Now suppose someone making $100K/year (their “GDP”) wanted to buy a house and take out a $100K mortgage (their “Debt”). We would consider that well within that person’s means to repay. Even at $200K, we would still consider that mortgage reasonable. In the former case, that person’s “Debt-to-GDP” ratio would be 100% (1 year); in the latter, 200% (2 years), the two scenarios which you mention above as troublesome for the federal debt.
Why is it that a person carrying such a debt load is considered reasonable, yet the federal government doing the same is not? Where is it that our mortgagee get a repayment power that is superior to that of the federal government?
(3) Investor “confidence” in federal debt is a red herring. There is no economic risk of non-payment of debt by an issuer of fiat currency. The ONLY risk of default would arise (in our case) if Congress simply decided to stiff our lenders, which would never be necessary from an economic standpoint, and would be unconstitutional to boot.
Inflation is another matter, but suffice to say that the Quantity Theory is trivially incorrect, as it assumes that (a) aggregate borrowing and spending do not change, (b) productivity levels never increase or decrease, and (c) unemployment does not exist. Obviously, none of these are true.
(4) Crowding out is a fiction created by a misunderstanding of the accounting involved. All borrowed money must go somewhere, and that somewhere is right back into the economy, where it is immediately re-available to as loanable funds. Money doesn’t simply disappear when it is borrowed, and yet the crowding out theory assumes that it does. This is bad accounting.
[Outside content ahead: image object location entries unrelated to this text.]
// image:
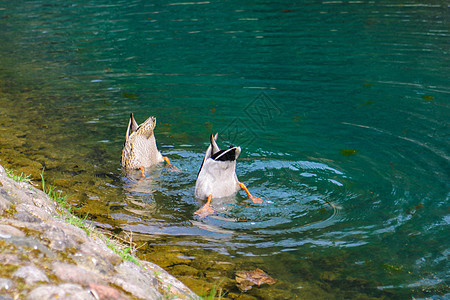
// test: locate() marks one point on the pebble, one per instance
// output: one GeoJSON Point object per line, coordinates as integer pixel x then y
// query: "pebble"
{"type": "Point", "coordinates": [31, 274]}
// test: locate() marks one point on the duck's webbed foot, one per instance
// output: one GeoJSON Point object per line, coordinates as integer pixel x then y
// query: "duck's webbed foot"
{"type": "Point", "coordinates": [172, 167]}
{"type": "Point", "coordinates": [206, 209]}
{"type": "Point", "coordinates": [253, 198]}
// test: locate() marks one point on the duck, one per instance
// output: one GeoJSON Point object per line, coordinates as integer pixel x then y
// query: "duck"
{"type": "Point", "coordinates": [139, 149]}
{"type": "Point", "coordinates": [217, 176]}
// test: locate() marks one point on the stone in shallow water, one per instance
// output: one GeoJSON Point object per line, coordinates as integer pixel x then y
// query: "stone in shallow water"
{"type": "Point", "coordinates": [5, 284]}
{"type": "Point", "coordinates": [9, 259]}
{"type": "Point", "coordinates": [246, 279]}
{"type": "Point", "coordinates": [106, 292]}
{"type": "Point", "coordinates": [75, 274]}
{"type": "Point", "coordinates": [31, 274]}
{"type": "Point", "coordinates": [8, 231]}
{"type": "Point", "coordinates": [65, 291]}
{"type": "Point", "coordinates": [134, 280]}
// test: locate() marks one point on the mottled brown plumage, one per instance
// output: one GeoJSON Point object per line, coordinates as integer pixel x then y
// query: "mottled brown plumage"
{"type": "Point", "coordinates": [139, 149]}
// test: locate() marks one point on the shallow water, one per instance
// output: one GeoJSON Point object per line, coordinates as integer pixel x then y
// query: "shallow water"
{"type": "Point", "coordinates": [340, 107]}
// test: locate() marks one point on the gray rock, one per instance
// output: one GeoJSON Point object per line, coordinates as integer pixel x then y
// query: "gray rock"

Would it be such a stretch to admit that our war economy is as much to blame as the medical industrial complex (which of course!, out of control also).
What I seriously take issue with here is this idea that ONLY voting will solve the problems this country faces, the classic conservative take. Nearly all changes in a system come from more direct action – Opeds, phoning your Congresscritter, strikes, occupations ..
I guess if everyone were to “live within their means”, not many would be buying houses at all. Wouldn’t that be awful? It’s a very very poor argument for regressive economic policy.
The government doesn’t need more AUSTERITY and fear mongers. What it needs is financial regulation and someone to regulate the regulators, a new tax system that the rich cannot avoid paying their fair share, and a political WILL to ensure all citizens have opportunity to _express themselves through working opportunities.